The activation of AMPK by aerobic exercise is believed to inhibit the mTOR pathway, essentially halting muscle-building signals. This molecular crosstalk suggests that the signaling for endurance adaptation can suppress the signaling for strength and size adaptation. When both types of exercise are performed too closely, the dominance of the endurance signal blunts the hypertrophic response to resistance training. The order of exercise determines which pathway receives the strongest signal. Performing resistance training first ensures the mTOR signal is maximally activated before the AMPK signal from subsequent cardio has the chance to interfere.

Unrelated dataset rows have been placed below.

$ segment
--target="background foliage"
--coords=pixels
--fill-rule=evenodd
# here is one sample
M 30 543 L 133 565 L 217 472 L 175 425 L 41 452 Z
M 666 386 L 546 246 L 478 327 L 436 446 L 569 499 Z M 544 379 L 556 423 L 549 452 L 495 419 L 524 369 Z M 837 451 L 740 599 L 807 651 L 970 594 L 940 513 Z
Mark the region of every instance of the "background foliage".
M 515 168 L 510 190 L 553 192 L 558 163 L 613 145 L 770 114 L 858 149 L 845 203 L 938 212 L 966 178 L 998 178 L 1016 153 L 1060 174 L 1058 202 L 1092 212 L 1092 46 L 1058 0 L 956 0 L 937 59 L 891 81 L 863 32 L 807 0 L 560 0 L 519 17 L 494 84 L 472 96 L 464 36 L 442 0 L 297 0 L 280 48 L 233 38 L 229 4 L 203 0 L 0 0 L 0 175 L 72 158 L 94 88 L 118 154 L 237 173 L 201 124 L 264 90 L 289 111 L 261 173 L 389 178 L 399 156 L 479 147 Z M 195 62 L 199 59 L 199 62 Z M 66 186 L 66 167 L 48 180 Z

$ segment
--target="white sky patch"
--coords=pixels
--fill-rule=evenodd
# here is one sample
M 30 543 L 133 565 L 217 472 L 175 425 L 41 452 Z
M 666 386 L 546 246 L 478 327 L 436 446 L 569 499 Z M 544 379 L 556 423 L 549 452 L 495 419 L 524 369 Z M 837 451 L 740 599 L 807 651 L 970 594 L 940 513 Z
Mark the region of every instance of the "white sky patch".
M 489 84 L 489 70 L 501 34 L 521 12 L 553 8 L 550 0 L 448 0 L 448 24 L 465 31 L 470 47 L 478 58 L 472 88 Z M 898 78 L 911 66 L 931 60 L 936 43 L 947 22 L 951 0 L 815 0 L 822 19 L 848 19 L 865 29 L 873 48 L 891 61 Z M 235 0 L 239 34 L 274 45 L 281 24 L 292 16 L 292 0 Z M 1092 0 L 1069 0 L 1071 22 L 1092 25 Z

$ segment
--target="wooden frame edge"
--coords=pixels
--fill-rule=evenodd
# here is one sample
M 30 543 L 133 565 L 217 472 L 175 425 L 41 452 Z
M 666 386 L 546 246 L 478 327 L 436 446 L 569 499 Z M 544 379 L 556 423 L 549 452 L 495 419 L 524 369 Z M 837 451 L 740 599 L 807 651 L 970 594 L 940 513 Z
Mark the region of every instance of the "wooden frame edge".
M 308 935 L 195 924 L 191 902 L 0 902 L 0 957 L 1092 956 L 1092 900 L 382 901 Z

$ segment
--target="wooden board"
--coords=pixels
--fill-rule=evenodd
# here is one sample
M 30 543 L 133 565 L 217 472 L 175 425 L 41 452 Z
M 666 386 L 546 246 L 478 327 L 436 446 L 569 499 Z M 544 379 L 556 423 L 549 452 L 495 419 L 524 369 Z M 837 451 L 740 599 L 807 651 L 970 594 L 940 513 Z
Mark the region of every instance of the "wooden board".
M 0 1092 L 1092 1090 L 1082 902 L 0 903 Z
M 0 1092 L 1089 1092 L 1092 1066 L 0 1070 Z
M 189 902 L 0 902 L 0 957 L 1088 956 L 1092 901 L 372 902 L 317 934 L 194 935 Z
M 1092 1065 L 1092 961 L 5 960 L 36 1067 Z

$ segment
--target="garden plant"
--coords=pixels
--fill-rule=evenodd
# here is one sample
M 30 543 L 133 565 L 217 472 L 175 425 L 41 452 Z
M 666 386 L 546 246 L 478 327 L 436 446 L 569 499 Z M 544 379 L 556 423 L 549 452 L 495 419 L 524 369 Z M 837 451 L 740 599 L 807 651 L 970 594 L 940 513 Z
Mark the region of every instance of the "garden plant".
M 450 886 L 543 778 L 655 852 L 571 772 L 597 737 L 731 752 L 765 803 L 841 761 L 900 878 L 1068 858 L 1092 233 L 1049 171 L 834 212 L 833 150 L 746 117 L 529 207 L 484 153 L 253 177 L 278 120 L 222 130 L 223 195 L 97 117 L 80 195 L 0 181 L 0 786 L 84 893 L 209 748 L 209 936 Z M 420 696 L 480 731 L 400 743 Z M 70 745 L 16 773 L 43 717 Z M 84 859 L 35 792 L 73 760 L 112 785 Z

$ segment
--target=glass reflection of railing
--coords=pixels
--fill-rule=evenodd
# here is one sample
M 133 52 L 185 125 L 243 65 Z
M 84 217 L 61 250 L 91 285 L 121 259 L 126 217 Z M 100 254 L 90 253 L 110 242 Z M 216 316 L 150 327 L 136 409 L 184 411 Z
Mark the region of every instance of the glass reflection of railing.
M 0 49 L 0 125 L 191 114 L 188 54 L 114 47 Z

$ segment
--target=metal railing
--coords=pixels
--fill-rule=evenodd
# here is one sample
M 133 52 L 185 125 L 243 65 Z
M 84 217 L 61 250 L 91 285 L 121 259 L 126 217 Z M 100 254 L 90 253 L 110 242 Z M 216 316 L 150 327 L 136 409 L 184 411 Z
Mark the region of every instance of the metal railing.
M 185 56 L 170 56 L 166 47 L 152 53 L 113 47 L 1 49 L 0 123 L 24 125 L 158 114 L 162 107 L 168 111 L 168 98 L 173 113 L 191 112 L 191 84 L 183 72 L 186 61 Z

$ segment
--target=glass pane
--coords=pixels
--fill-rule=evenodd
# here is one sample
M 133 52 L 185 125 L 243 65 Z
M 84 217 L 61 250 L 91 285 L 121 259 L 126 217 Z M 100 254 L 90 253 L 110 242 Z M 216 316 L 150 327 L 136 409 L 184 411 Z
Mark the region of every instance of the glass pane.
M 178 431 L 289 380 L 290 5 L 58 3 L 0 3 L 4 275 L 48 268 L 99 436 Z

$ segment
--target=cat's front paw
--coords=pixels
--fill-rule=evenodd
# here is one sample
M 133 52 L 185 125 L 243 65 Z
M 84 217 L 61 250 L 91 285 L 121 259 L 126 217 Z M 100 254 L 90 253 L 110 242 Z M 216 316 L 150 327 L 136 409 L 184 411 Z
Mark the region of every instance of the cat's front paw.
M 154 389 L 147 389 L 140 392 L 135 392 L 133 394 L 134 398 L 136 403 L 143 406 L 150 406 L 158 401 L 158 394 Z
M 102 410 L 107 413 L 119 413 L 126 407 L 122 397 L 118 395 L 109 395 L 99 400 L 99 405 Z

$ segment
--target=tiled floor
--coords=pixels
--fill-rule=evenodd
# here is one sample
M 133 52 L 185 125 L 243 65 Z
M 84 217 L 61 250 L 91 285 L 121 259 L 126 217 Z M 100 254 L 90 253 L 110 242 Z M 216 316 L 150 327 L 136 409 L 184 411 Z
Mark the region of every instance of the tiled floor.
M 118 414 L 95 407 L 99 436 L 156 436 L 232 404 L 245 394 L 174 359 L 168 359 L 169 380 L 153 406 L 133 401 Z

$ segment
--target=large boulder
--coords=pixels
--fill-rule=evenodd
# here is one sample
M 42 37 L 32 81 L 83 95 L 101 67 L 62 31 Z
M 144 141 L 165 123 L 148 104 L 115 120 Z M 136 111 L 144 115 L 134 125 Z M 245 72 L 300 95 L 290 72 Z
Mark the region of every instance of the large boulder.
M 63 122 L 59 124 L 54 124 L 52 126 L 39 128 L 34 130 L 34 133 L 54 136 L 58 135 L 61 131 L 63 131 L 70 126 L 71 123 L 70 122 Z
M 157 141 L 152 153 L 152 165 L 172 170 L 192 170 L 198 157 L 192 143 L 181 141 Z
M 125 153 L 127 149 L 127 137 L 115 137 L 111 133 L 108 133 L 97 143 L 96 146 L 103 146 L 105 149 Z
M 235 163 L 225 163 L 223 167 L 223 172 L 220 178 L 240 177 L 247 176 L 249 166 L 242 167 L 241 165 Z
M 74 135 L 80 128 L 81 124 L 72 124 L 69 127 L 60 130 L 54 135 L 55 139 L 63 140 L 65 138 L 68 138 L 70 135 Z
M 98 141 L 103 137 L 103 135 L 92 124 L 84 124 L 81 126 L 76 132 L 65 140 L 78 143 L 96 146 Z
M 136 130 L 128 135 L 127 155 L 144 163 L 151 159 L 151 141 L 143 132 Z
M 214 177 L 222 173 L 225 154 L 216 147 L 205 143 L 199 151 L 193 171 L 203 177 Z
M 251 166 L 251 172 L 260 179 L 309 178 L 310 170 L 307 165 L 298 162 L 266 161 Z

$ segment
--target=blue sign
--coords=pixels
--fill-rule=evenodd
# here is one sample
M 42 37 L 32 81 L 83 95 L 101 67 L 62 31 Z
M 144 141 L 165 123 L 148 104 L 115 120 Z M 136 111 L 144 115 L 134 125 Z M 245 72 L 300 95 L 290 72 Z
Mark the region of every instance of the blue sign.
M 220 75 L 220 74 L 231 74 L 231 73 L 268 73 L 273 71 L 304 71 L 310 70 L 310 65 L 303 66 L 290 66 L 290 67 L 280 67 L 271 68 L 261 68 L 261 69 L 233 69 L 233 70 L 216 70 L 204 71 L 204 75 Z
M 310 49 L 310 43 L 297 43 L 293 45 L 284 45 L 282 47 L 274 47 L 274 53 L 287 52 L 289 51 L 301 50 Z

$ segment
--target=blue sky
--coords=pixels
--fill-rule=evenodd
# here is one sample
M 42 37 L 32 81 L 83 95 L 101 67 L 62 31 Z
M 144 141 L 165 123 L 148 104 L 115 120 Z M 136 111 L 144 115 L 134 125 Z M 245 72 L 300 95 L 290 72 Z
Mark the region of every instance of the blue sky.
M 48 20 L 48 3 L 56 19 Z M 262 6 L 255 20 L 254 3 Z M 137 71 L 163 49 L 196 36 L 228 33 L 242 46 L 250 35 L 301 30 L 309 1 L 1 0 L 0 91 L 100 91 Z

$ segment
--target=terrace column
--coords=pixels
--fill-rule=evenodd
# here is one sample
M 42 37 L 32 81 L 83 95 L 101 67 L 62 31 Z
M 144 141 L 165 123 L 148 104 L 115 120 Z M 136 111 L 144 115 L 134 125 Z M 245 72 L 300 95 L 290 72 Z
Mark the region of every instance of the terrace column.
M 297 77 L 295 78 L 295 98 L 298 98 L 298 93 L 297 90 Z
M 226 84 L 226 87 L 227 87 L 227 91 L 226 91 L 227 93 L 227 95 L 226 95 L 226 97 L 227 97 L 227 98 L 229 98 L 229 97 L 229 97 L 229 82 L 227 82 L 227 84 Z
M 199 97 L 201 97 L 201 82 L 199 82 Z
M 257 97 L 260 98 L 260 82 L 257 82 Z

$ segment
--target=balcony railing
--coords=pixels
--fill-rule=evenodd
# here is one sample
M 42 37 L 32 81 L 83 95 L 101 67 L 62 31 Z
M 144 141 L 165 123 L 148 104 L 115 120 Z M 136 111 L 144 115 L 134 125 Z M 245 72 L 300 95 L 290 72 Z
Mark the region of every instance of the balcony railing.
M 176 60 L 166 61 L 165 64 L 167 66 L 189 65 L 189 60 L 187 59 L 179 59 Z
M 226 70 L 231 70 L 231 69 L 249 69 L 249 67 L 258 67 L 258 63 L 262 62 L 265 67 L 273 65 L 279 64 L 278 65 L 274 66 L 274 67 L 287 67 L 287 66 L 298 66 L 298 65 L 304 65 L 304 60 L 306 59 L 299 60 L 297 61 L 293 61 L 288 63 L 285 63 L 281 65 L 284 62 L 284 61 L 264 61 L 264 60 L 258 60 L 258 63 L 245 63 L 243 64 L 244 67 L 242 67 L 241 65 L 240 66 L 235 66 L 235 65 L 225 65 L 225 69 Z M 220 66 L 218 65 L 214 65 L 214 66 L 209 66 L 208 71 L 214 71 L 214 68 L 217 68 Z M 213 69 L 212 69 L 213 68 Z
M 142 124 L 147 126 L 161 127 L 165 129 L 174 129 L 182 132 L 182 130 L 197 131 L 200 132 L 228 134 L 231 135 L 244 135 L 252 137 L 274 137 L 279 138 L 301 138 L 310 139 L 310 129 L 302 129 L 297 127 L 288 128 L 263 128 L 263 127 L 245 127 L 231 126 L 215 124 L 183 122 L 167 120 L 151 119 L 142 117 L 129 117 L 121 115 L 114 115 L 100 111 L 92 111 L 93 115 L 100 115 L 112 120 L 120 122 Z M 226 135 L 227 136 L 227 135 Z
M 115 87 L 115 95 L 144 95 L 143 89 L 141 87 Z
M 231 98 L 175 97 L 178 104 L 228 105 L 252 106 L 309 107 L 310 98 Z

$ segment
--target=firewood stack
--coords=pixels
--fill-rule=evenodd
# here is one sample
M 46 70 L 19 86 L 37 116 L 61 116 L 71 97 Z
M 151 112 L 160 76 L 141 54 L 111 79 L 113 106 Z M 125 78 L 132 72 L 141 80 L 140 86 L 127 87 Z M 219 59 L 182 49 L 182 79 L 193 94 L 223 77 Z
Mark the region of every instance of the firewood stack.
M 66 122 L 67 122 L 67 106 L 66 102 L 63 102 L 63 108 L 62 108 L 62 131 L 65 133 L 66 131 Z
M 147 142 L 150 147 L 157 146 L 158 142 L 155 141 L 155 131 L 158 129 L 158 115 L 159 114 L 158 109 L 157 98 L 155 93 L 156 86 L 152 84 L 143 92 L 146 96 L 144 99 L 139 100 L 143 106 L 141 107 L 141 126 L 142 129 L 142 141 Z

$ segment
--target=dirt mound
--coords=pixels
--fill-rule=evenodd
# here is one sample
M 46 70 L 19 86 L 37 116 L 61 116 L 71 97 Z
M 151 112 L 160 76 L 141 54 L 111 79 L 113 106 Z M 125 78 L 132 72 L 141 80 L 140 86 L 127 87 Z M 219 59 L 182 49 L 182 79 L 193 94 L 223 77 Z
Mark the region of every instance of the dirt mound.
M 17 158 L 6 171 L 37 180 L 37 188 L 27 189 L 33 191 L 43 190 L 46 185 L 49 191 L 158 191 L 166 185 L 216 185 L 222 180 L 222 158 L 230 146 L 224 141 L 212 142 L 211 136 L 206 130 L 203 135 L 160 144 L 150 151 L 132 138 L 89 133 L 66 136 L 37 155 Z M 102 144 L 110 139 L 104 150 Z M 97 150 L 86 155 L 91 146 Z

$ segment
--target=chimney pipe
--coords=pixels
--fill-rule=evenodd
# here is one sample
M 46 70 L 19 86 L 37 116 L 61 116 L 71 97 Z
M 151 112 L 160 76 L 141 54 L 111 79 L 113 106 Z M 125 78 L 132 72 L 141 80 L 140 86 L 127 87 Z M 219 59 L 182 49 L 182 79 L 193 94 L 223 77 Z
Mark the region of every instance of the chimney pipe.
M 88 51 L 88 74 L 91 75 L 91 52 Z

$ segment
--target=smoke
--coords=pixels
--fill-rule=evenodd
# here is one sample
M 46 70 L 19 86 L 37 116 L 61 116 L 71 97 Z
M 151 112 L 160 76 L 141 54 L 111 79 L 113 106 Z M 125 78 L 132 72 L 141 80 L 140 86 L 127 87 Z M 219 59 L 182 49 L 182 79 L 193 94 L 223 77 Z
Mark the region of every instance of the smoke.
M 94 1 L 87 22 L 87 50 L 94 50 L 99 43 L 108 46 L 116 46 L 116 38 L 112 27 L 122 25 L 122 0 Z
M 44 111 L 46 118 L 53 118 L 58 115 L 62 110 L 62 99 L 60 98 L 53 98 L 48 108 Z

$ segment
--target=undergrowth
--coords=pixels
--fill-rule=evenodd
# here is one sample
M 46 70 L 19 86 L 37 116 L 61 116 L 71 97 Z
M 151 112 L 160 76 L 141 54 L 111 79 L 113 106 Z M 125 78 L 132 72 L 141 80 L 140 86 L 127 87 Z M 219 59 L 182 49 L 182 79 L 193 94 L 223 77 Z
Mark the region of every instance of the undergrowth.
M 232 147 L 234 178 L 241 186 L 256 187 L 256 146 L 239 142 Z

The Optimal Solution Separating Your Training
For individuals who want to maximize gains in both strength and endurance, the most effective strategy is to separate the training sessions by time. This approach minimizes the interference effect and allows the body to fully recover energy stores and signaling pathways between efforts. The recommended time separation is a minimum of six hours, with eight to twelve hours being ideal for optimal results.
This separation allows the AMPK pathway, activated by cardio, to return to baseline levels before the resistance training session begins. By the time weightlifting starts, the mTOR pathway can be fully engaged without inhibition. Practical scheduling options include performing resistance training in the morning and cardio in the evening, or alternating the two types of workouts on different days. This strategic spacing ensures the body’s adaptive response to each stimulus is maximized, allowing for simultaneous gains in both muscular strength and cardiovascular fitness.